Depending on the outcome in Libya, Thailand is the only coup that’s happened this year. Compare that with 1964, at the height of the Cold War, when there were 12.

Coups today are also far more likely to be followed by an election rather than a long period of military rule.

Goemans and Marinov chalk up these trends in large part to the disappearance of Cold War superpower competition. During the Cold War, the U.S. and the Soviet Union frequently covertly or overtly supported the overthrow of left-wing or right-wing governments in the developing world and tended not to be all that concerned with the democratic credentials of the government that took its place. Today, countries that receive Western aid in particular are more likely to succumb to international pressure to resume elections. (As we’re seeing in Egypt, the resumption of elections and a true transition to democracy are very different things, but that’s a topic for another post.)

Despite the overall decline in coups as a method of political transition, a few countries do remain stubbornly coup-prone. One example is Guinea, which has faced almost annual military coup attempts in recent years. Another is Thailand, which has experienced more than a dozen successful coups over the past century.  

Political forecaster Jay Ulfelder, dubbed the “Nate Silver of coups,” produces an annual list of the countries most likely to have a coup. Guinea came in at No. 1, Thailand at No. 10.  Most of the countries at the top of the list are places like Mali, South Sudan, and Afghanistan—countries that in addition to coup risk face ongoing civil conflicts and chronic poverty.

Thailand is not a country like that.
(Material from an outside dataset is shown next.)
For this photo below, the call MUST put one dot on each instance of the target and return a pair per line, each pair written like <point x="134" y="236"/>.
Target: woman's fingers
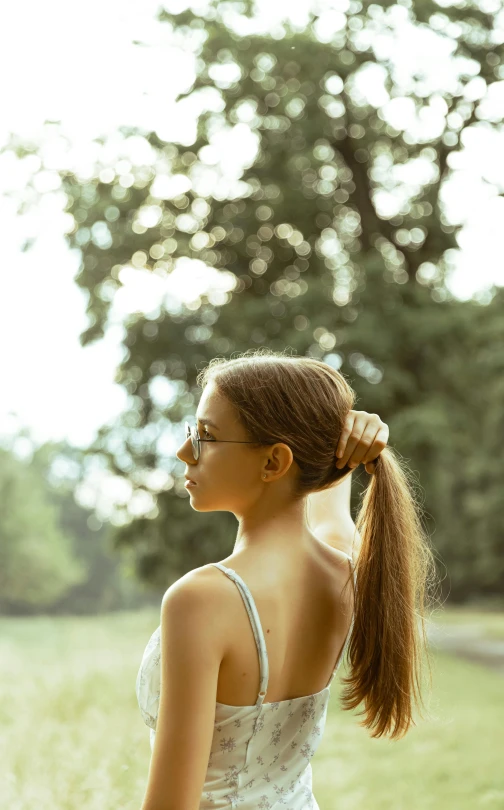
<point x="362" y="439"/>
Aside from unrest associated with its ongoing political divide, which tends to take the form of street protests or riots rather than armed insurrection, it’s a relatively stable place that has experienced substantial economic growth in recent years.

So why is it as prone to coups as some of the world’s most unstable failed states?
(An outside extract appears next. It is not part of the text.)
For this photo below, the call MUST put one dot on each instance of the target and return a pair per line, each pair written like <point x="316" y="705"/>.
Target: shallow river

Part of it is likely simple path-dependence: countries that have experienced coups in the recent past tend to get trapped in coup cycles.

At the moment, there’s also the country’s sharply polarized political culture. The “red shirts,” mainly rural voters from the north of the country who support Yingluck and her brother Thaksin—who was himself removed by a coup in 2006—and the “yellow shirts,” mainly urban middle-class voters who supported the ouster of both, don’t simply oppose each other politically. They view the other side as wholly illegitimate and favor their exclusion from electoral politics by any means necessary.

But Thailand’s coup culture preceded the red-yellow divide, and may have its roots in the unique role the monarchy plays in Thai politics. While Thai politics are bitterly divided, both sides venerate King Bhumibol with an ardor that’s a little difficult for foreigners to grasp, and has on a number of occasions landed them in jail. In comparison with the monarchy, electoral institutions in Thailand tend to be viewed as a bit more transitory.

The king has personally intervened to end Thai political crises in the past, and the fact that his intervention is often sought as a kind of deus ex machina when the country’s political forces are at a loggerheads likely doesn’t really help the legitimacy of civilian political institutions. 

The Australian scholar Nicholas Farrelly argues that “Thailand has largely accommodated military interventionism, especially by accepting the defence of the monarchy as a justification for toppling elected government.”

This was fully on display today, when Gen. Prayuth Chan-O-Cha, commander of the country’s armed forces, promised that the military “will protect and worship the monarchy” as it restores order.

King Bhumibol has mostly refrained from intervening in the current crisis. At 86 and in poor health, his days on the throne may be numbered. His successor, Crown Prince Maha Vajiralongkorn, is reportedly far less popular.

Beyond the current crisis, a major question for the future is whether Thailand’s recurrent coup syndrome will pass with its current monarch, or whether it’s now embedded in the country’s political culture.